Суть его в том, что люди смертны и им суждено сойти в царство Аида, откуда назад нет пути. Пессимистические мотивы, судя по античной литературе, были широко распространены в VII и VI вв. до н. э. В стихотворении Алкея «Другу Меланиппу» мы читаем:
Кого же имеет в виду Алкей, говоря о людях «заносящихся умом», мечтающих «смирить смерть»? Очевидно, эзотерическую школу пифагорейцев. Ямвлих, ссылаясь на Аристотеля, пишет, что «пифагорейцы хранили в строжайшей тайне следующее разделение: разумные живые существа подразделяются на три вида: бог, человек и существо, подобное Пифагору» [5, с. 14]. По словам Стобея, «Сократ и Платон, так же, как Пифагор, видят высшую нравственную цель (телос) в уподоблении богу. Люди (существа), «подобные Пифагору», приходят к мысли, что человек или является в определенном смысле бессмертным или может стать таковым при определенных условиях» [5, с. 148]. На подобную мысль, в частности, могли натолкнуть два соображения: древнее учение о душе человека (ведь душа не умирает, живет вечно, хотя и в царстве Аида) и греческая мифология, демонстрирующая примеры людей-героев, достигших благодаря своим подвигам бессмертия.
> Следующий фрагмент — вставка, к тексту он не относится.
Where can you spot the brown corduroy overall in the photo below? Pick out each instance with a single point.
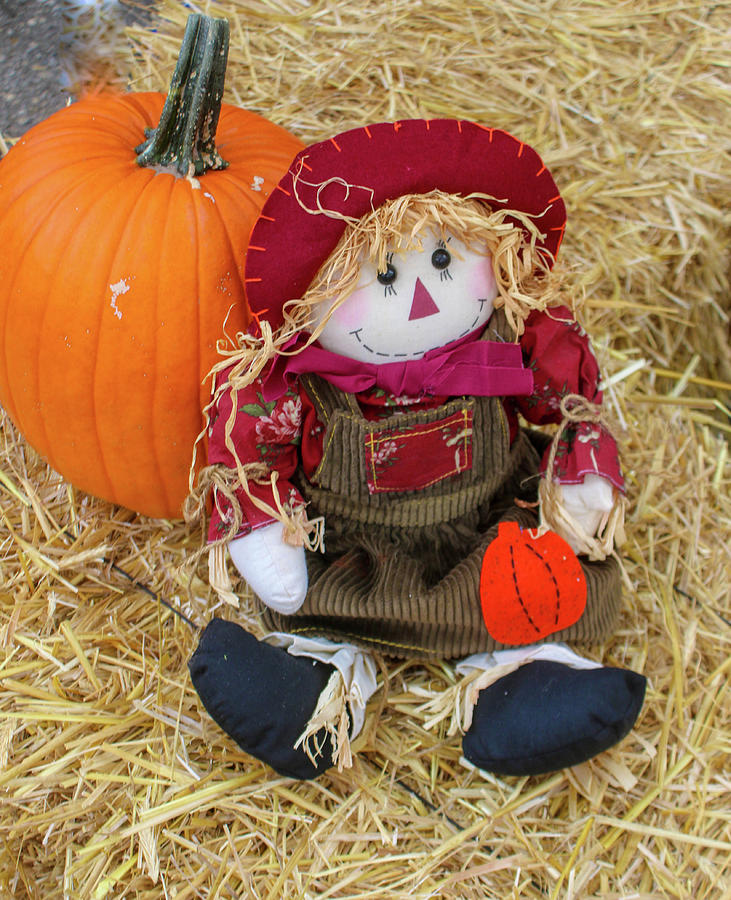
(401, 570)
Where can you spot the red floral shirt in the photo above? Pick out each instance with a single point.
(286, 433)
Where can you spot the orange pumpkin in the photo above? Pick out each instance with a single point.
(531, 587)
(116, 276)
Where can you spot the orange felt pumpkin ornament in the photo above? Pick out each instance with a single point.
(530, 587)
(118, 270)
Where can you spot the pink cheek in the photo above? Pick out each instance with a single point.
(481, 281)
(354, 311)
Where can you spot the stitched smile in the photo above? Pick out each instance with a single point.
(419, 353)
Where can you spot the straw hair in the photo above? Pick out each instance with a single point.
(116, 783)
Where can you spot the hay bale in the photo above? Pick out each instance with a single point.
(115, 782)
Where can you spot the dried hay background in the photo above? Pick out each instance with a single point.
(114, 781)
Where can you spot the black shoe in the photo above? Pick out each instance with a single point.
(262, 696)
(545, 716)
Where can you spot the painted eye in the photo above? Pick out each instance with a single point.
(441, 258)
(387, 277)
Эзотерически ориентированные последователи Пифагора не только преодолевают пессимистические настроения, но и приходят к мысли, что человек может «блаженно закончить свои дни», стать бессмертным как боги, если он займется своей душой и приобщится к древней мудрости (философии). Необходимое условие этого — особый образ жизни и занятия. Гермотим из Клазомен писал: «В человеке нет ничего божественного и блаженного, кроме одного, достойного серьезного к себе отношения — а именно, всего того в нас, что относится к сфере ума и духа: только это в нас бессмертно, и только это божественное» [5, с. 97].
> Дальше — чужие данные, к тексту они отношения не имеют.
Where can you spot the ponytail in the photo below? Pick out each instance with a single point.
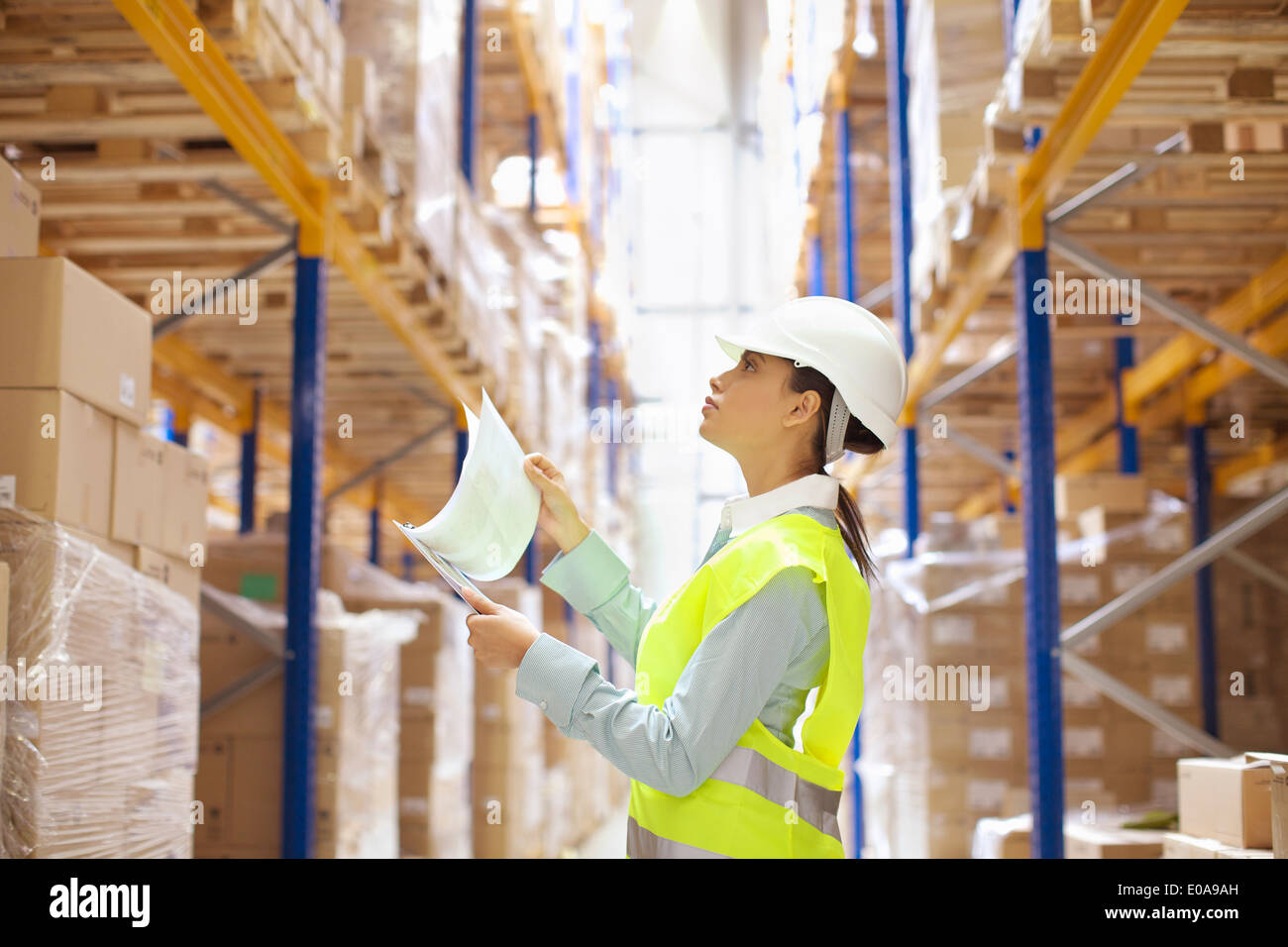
(859, 440)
Чтобы понять воззрения Платона, нужно учесть еще одно обстоятельство, а именно идеализацию Востока как источника мудрости и божественных знаний. Греческие мыслители были убеждены, что жрецы и писцы древнего Египта и Вавилона имели доступ к мудрости, т. е. знали, как устроен мир и жизнь богов. Писцы Египта и Вавилона могли также показать грекам расчеты, которые мы сегодня относим к математике и астрономии. Однако сами египтяне и вавилоняне говорили при этом о жизни богов (планеты и звезды в древнем мире считались одушевленными и божественными) или устройстве мира, например, что боги, создавая мир и природу, считали (складывали, делили, умножали и т. д.) и чертили планы. Начиная с Фалеса, греческие натурфилософы принимали эти объяснения за чистую монету, объявляя восточных жрецов носителями мудрости. Мудрый, по мнению греков, — это человек, не только владеющий знанием, но и реально достигающий бессмертия именно за счет знания божественной жизни.
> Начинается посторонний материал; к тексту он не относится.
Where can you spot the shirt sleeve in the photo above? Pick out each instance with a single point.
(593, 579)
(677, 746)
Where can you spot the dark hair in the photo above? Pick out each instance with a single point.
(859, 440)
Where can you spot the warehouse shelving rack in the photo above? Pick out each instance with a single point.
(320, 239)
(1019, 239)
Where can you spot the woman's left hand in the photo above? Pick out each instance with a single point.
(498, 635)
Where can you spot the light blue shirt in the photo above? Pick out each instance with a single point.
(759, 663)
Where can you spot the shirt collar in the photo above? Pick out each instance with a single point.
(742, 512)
Наконец, на представления Платона повлияли софисты и натурфилософы. И те, и другие научились строить «идеальные объекты» (описывая действительность в форме суждений типа «А есть В», например, «все есть вода», «боги бессмертны», «некто есть человек» и т. д.), вести относительно них рассуждения, за счет чего получались как новые знания, так и парадоксы. «В молодые годы, — говорит Сократ, — у меня была настоящая страсть к тому виду мудрости, который называется познанием природы. Мне представлялось удивительным и необыкновенным знать причину каждого явления — почему что рождается, и почему погибает, и почему существует». А вот итог, вызванный возникающими противоречиями: «… Я, — говорит Сократ, — окончательно ослеп и разучился даже тому, что знал» [4, с. 96]. Парадоксы для античного человека — это не формальное построение, знание, как для нас, а свидетельство странности самого бытия, точнее, невозможность его мыслить и созерцать, другими словами, жить в нем. Психологически это была тяжелая ситуация, которую многие мыслители пытались преодолеть.